Internal storage model is an evolution of the classic star schema adopted for data warehouses: Dimensional Fact Model. Unlike this model, in Ophidia data can be represented as binary arrays and the platform includes the support for array-based data types. Most of primitives process binary arrays and return a binary array as output. In addition, a key mapping related to a set of foreign keys is adopted to save memory space: the fact table includes only a column key on behalf of many columns foreign keys, one for each foreign key to the corresponding dimension table.

Ophidia assumes that dimension set is divided into two parts: explicit dimensions and implicit dimensions. The former are handled similarly to star schema, the latter refer to binary arrays.

In simple terms,

implicit dimensions are used as indexes within a binary array;
explicit dimensions identify each binary array.

Ophidia leaves the user the option to choose implicit and explicit dimensions of each cube and provides some operators to change the data structure (see the commands below).

It is worth pointing out that, although Ophidia is able to handle cubes with many implicit dimensions, the platform is optimized to process data with only one implicit dimension (see the primitives). In this case the dimension refers to the variability of data along the binary array.

As a rule of thumb, dimension types (explicit or implicit) should be chosen based on the workflow to be applied on the input datasets: operators working on arrays give the best performance and advanced features are provided for array manipulation.

For instance, if you wish to analyse a number of time series, one for each cell of the spatial domain, a reasonable implicit dimension would be time, whereas explicit dimensions (e.g. latitude and longitude) would represent the spatial domain.

Hierarchical data management¶

In order to manage large volumes of data and improve scalability, in Ophidia storage system datasets are partitioned and (possibly) distribuited over more analytics nodes.

Data partitioning consists of splitting the central fact table of the model described above into multiple smaller tables (chunks called fragments). In many cases, this clearly enables parallel data processing, in fact the fragments could be assigned to different Analytics Framework nodes and processed concurrently.

Actually, the fragments produced by the partitioning scheme are mapped onto a hierarchical structure allowing the user to optionally define:

the number of analytics nodes to be used (each node tipically hosts a single I/O server instance);
the number of fragments on the same physical database (a single database is used per I/O server instance).

Commands at glance¶

How to import a NetCDF file using the partitioning schema: 3 hosts and 5 fragments per databases (15 fragments in total)?

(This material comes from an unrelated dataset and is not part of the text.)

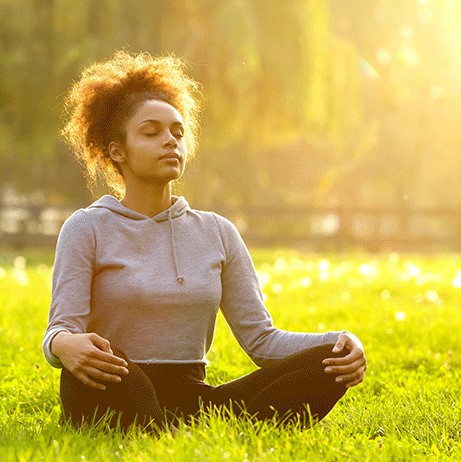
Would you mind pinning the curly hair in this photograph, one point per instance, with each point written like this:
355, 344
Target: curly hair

oph_importnc src_path=/path/to/file.nc;measure=foo;nhost=3;nfrag=5;

How to print the partitioning schema adopted for a cube?

oph_cubeschema

How to transform the most inner explicit dimension into the most outer implicit dimension?

oph_rollup

How to transform the most outer implicit dimension into the most inner explicit dimension?

oph_drilldown

How to exchange the order of two implicit dimensions (assuming that there are only two implicit dimensions)?

oph_permute dim_pos=2,1;

Note that order of explicit dimensions cannot be exchanged.